First, piracy was a crime in the municipal law of all nations; international law merely reflected an already ubiquitous condemnation of the conduct. Second, piracy had a narrow and universally-agreed on definition; the conduct it proscribed was well understood, thus preventing conflicts between states about the propriety of universal jurisdiction. Third, all nations made piracy punishable by death. Thus universal jurisdiction would not lead to forum shopping or disputes among nations as to what punishment should be inflicted. Fourth, and perhaps most importantly, pirates were private actors who had refused the protection of their home states by failing to obtain a letter of marque. They could expect little succor from their home state, since they had turned their back on it, and thus a prosecuting nation would not expect the home state to take offense.
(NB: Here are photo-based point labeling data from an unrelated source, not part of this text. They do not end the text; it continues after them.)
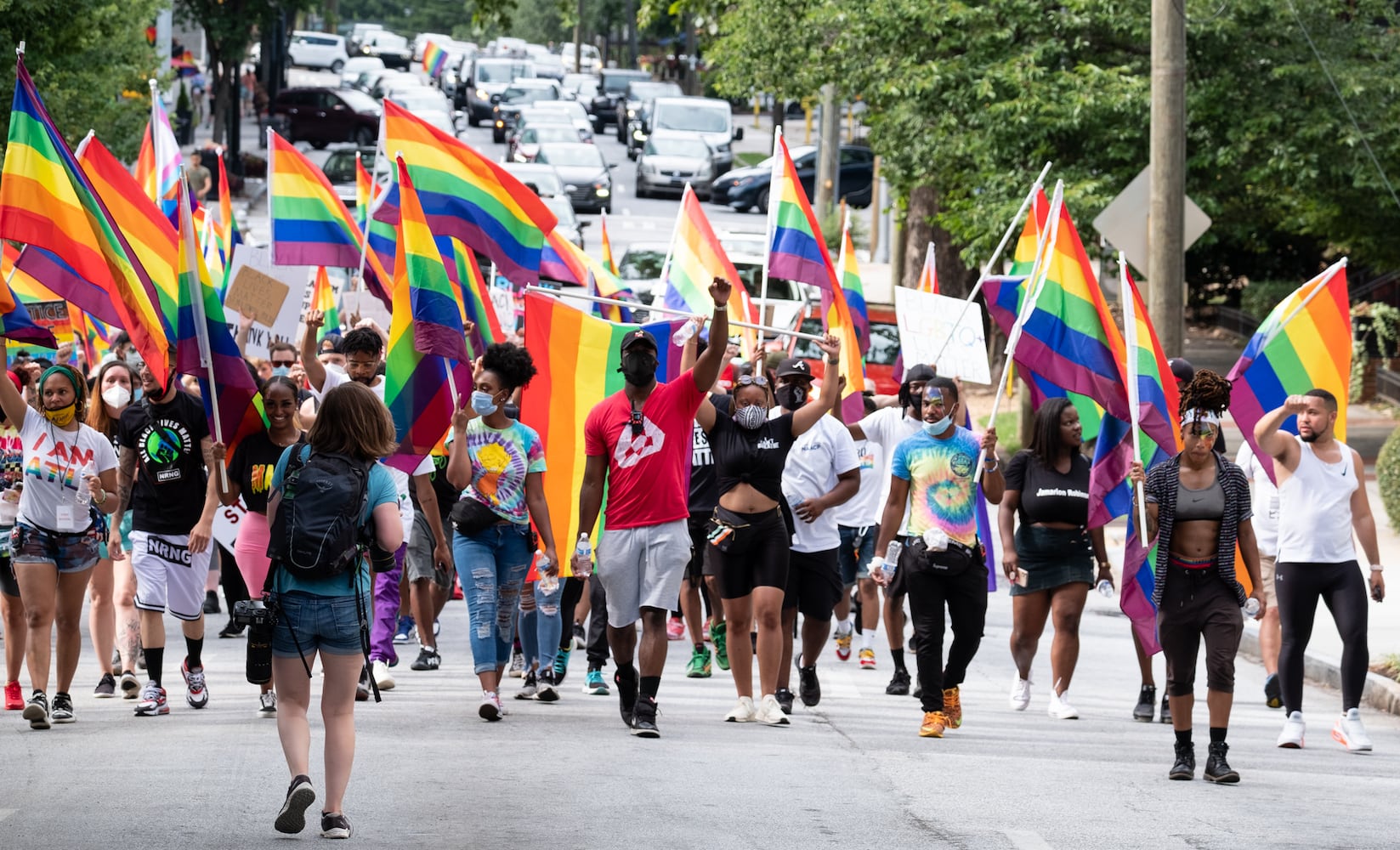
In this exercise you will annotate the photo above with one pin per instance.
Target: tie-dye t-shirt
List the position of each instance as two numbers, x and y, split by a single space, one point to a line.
941 490
500 462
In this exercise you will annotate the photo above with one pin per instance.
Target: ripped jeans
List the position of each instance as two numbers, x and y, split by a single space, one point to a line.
491 566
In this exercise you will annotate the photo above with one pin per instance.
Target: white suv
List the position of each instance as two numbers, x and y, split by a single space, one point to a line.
318 49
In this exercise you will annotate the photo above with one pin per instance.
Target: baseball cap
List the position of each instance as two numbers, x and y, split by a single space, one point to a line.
794 366
638 337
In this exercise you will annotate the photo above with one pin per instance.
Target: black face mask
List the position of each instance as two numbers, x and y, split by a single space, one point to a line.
791 397
638 369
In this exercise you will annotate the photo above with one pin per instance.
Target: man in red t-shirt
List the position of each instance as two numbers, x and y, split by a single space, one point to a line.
638 445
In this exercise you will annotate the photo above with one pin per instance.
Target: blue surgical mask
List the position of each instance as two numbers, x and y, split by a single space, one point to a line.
937 428
482 404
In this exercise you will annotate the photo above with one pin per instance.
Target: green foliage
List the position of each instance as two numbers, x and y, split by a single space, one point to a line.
82 55
1388 476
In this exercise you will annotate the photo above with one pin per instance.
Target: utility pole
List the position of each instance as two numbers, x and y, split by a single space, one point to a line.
828 156
1166 206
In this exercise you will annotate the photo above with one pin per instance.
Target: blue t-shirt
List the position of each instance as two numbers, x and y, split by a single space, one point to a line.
381 492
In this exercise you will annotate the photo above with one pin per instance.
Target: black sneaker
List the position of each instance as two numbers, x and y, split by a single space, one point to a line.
1217 769
1147 705
335 826
428 660
644 718
293 815
626 694
37 711
62 707
1185 766
808 687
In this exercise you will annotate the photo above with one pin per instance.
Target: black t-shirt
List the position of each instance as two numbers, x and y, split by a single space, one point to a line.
168 496
251 467
751 456
1046 495
441 488
705 488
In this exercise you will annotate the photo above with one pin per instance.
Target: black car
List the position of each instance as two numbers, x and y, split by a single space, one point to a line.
746 188
612 84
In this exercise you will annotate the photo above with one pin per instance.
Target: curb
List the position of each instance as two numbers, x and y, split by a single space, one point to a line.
1380 692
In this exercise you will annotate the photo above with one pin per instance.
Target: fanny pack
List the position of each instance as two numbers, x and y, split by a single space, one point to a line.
471 517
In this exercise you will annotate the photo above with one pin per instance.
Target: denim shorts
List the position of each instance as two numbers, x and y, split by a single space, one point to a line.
325 623
69 552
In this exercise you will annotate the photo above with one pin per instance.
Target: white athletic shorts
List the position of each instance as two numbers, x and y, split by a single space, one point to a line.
168 575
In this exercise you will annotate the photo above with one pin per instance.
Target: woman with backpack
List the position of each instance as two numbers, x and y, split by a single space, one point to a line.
249 478
320 608
500 464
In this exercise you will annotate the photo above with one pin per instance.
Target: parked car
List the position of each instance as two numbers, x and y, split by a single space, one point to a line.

Fifth, piracy occurred on the high seas. While this did not make traditional jurisdictional limitations moot, it did make conventional enforcement difficult, and thus universal jurisdiction might seem an attractive auxiliary to domestic prosecution. Finally, pirates indiscriminately attacked the ships of all nations, as they were not constrained by ties of national loyalty or the limitations contained in a letter of marque. Thus many maritime states had a particularly strong interest in punishing pirates because their ships could fall prey to them, and all states would be economically harmed by disruptions of international commerce.
Having thus articulated the specifics of Sosa's historical test, the Article administers it to modern human rights offenses, and finds that they do not satisfy the test. New CIL norms do not posses one or more of the important properties that made piracy safe for UJ and enforceable by common law. Thus providing redress for modern CIL offenses would entail profound dangers not contemplated by the First Congress they enacted the ATS with the limited purpose of allowing suits dealing with piracy, ambassadors, and safe conducts. Comparing piracy to modern international law norms reveals that new causes of action under the ATS cannot be created without abandoning the fidelity to the historical paradigms mandated by the Court. The Court in Sosa may as well have shut the door to new causes altogether, for the door that it leaves "ajar subject to vigilant doorkeeping" has nothing behind it.